S&A Futures, LLC — Series 2 v. Sysco Chicago, Inc., No. 11 C 7629, Slip Op. (N.D. Ill. Mar. 13, 2012) (Kennelly, J.).

 Judge Kennelly granted in part defendants’ (collectively “L&P”) motions to dismiss the plaintiffs’ claims in this Lanham Act case in this dispute regarding trademarked bratwurst:

  •  The Court denied L&P’s motion seeking to dismiss claims based upon laches.  While plaintiffs’ (collectively “S&A”) notice letter was well before the various laches periods, there was no allegation in the complaint that L&P’s infringement was continuous since the notice letter, nor was there any specific allegation of infringement before July 2010 when laches would have attached.  Furthermore, the Seventh Circuit cautions that dismissing a complaint based upon laches is an “unusual step.”
  • S&A’s claim for declaratory judgment of ownership of the Krueger Sausage Marks was dismissed.  S&A did not allege that L&P was challenging its ownership, and the claim failed to add anything to the case because the ownership issue would necessarily be decided by other claims.
  •  S&A’s Illinois anti-dilution claim was dismissed because the parties were competitors.
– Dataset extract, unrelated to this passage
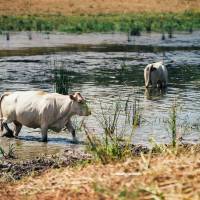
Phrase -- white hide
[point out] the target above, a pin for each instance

  •  S&A’s accounting claim was dismissed because S&A’s allegations recited the standard without showing the lack of a remedy at law or need for discovery.
  •  S&A’s civil conspiracy complaint was dismissed because the complaint only offered conclusory allegations regarding the alleged conspiracy amongst the defendants.
  •  S&A’s unfair competition claim was not duplicative of its trademark claims because it alleged facts regarding misappropriation of business information which were not alleged in S&A’s trademark claims.